El Día Mundial de la Esclerosis Múltiple se celebra cada 30 de mayo con el objetivo de concientizar sobre la enfermedad y aportar información clave a la comunidad. Este año, el lema de la campaña global es “Mi diagnóstico de Esclerosis Múltiple” y tiene como fin promover el diagnóstico precoz y preciso para todos los pacientes.

La esclerosis múltiple es una afección autoinmune que afecta al sistema nervioso central, y en la que los procesos inflamatorios dañan la vaina de mielina que es la cubierta que protege a las neuronas. A medida que el daño progresa, los impulsos nerviosos disminuyen o se detienen, causando una amplia variedad de síntomas que incluyen la pérdida de funciones físicas y cognitivas. El diagnóstico temprano es crucial para que los pacientes puedan mantener una calidad de vida óptima.

Cada 5 minutos se diagnostica un nuevo caso de esclerosis múltiple en el mundo, acumulando ya más de 2,8 millones de pacientes de una enfermedad que no tiene cura.

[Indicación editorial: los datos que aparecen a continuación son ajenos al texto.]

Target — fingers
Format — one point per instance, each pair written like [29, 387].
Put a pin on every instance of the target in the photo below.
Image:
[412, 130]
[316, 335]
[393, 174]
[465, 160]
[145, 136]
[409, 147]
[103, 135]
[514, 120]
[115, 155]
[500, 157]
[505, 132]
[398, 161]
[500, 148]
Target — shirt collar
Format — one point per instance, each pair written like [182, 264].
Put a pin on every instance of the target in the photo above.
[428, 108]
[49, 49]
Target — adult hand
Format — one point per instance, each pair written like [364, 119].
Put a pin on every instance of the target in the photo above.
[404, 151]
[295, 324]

En Argentina, la prevalencia es de 38 casos por cada 100.000 habitantes, lo que sugiere que entre 17.000 y 18.000 personas podrían estar viviendo con esta condición. La enfermedad se diagnostica con mayor frecuencia entre los 20 y 40 años, siendo la principal causa de discapacidad física de origen no traumático en adultos jóvenes. Además, se presenta con mayor frecuencia en mujeres, en una proporción de tres por cada varón.

“Los síntomas de la esclerosis múltiple son diferentes, según la persona y la fase de la enfermedad. Sin embargo, algunos son más frecuentes y característicos: fatiga intensa, problemas de visión (visión borrosa, visión doble), debilidad muscular, dificultades de coordinación y equilibrio, entumecimiento u hormigueo en diversas partes del cuerpo, problemas de memoria y concentración, y cambios en el estado de ánimo. La educación sobre los síntomas iniciales, tanto en la comunidad médica como en la población general, son fundamentales para alcanzar una alta sospecha clínica y lograr el diagnóstico temprano”, explicó el Dr. Pablo A. López, neurólogo del Hospital Alemán.

El primer tratamiento específico fue aprobado en 1993, y desde entonces han surgido numerosas opciones terapéuticas que controlan el componente inflamatorio de la enfermedad. Estos tratamientos han mejorado notablemente la calidad de vida de los pacientes, permitiéndoles llevar una vida socialmente plena y enfrentar mejor las barreras físicas, emocionales, laborales y familiares que la enfermedad plantea.